How large are arbitrarily large integers? (Was Re: Bitfield subtlety)
rguenther at suse.de
Thu Mar 29 08:51:08 UTC 2018
On Thu, 29 Mar 2018, Torbjörn Granlund wrote:
> Richard Biener <rguenther at suse.de> writes:
> You can also steal low-order bits from the pointer depending on
> alignment... and depending on the host also some high-order bits.

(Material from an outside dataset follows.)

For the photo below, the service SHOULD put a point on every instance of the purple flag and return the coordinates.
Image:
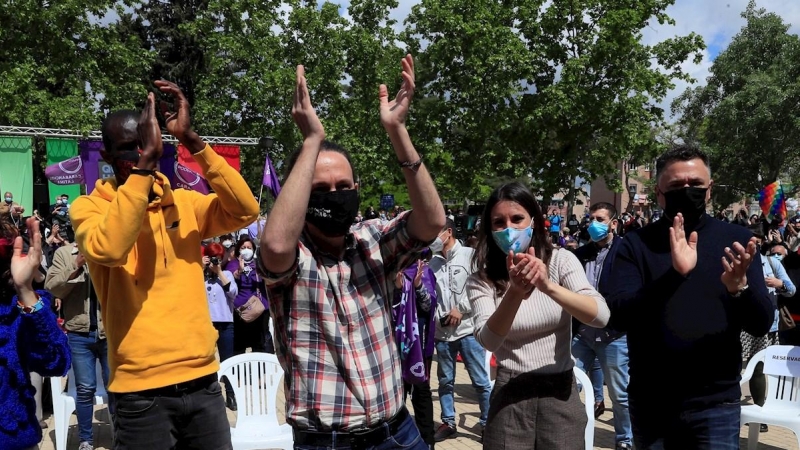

> I will resist those temptations. :-)
> (I have contemplates using the 2-3 low point bits for some other
> purposes, most likely to track used allocators. But I don't think that
> will happen.)
> You can also simply off-load the allocation size to the allocated
> area (like to *(size_t)(_mp_d - 8)). In fact you are already breaking
> the ABI in some sort by re-purposing fields given that the internals
> of __mpz_struct is exposed.
> Unfortunately, while that would be desirable, I have the feeling that it
> is not 100% portable.
I would be surprised if that wouldn't work everywhere - any reason
you have doubts? To clarify, allocation would work like
void *ptr = malloc (... + sizeof (size_t));
->_mp_d = (char *)ptr + sizeof (size_t);
size_t *size = ptr;
if you think the pointer arithmetic on _mp_d is problematic you can
always go through uintptr_t ...
> Not sure if you are already doing small-numbers optimization like
> avoiding any allocation for size == 1 by re-purposing _mp_d as
> the single allocated limb (where the size of _mp_d makes this possible).
> We don't do that, no.
> 2TiB is not unheard of - but my immediate followup question would be
> why the storage needs to be in RAM? Why can't mpz operate on offline
> storage like large SSDs?
> Too poor memory locality of the current large operand multiply.
Richard Biener <rguenther at suse.de>
SUSE LINUX GmbH, GF: Felix Imendoerffer, Jane Smithard, Graham Norton, HRB 21284 (AG Nuernberg)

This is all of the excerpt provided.